Background Information. For Yoruba peoples of West Africa and practitioners elsewhere, ase—the power to bring things to pass—inheres within certain people and (pronounced ah-shay) is the divine life force that is present in the beaded crowns made for Yoruba kings in Africa to honor the orisa, or deities, and exists in ritual articles made and worn by followers of Yoruba.
In his page book titled ”Ile-Ife-The Source of Yoruba Civilisation Their kings have, from very long past, worn costly beaded crowns and wielded royal scepters. No one remembers the time.Their kings have, from very long past, worn costly beaded crowns and wielded royal scepters.

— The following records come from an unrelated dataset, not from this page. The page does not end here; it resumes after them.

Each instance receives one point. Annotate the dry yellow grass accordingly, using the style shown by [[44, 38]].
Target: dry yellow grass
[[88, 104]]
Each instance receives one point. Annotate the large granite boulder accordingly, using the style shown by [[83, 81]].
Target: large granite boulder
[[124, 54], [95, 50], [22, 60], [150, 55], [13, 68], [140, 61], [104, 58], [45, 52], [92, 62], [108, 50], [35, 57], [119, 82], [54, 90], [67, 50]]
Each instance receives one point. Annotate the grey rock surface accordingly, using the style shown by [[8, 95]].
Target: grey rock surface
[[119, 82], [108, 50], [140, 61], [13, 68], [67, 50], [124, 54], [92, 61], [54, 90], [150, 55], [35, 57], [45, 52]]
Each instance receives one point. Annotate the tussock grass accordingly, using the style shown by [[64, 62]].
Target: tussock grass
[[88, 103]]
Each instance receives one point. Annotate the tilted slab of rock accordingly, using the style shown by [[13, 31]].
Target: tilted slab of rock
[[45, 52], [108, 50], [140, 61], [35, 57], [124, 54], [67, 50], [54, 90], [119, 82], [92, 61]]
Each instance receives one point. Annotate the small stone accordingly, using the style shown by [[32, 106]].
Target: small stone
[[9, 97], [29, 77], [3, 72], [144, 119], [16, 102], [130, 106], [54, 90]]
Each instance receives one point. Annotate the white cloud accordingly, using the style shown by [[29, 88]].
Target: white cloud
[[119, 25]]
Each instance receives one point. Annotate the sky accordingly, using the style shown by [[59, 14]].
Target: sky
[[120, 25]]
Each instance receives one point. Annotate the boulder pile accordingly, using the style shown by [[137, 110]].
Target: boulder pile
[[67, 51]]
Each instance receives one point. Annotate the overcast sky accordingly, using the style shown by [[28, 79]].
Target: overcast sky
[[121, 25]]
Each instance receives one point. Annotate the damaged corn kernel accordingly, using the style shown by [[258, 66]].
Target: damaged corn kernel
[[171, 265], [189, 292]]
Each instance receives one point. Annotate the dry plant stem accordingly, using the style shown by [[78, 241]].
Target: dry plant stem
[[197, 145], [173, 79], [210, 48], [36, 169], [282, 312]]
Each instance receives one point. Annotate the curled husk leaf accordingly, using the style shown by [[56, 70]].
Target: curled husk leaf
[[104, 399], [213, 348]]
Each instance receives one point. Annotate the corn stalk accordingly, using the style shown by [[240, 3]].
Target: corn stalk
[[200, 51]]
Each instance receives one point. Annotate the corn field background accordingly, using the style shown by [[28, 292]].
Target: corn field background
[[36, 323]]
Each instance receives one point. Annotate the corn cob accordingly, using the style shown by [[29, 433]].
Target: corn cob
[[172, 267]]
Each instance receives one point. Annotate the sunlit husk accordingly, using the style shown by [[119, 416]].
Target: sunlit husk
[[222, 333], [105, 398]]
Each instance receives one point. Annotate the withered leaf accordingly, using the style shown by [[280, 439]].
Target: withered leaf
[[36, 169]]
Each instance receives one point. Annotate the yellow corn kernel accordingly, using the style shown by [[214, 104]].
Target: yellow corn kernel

No one remembers the time when the Yoruba people have not worn clothes. Their character of dignity and integrity is an ancient one. In reality, the Yoruba claim to be descendants of a great ancestor. There is no doubt at all that they have been a great.A beaded crown from the Yoruba people in Nigeria and Benin.
This piece features a round headband with a prism-shaped crown. The piece is beaded with dark blue, turquoise, red and white seed beads in diamond and cross patterns. Beaded balls and hanging strands accent the edges of the crown.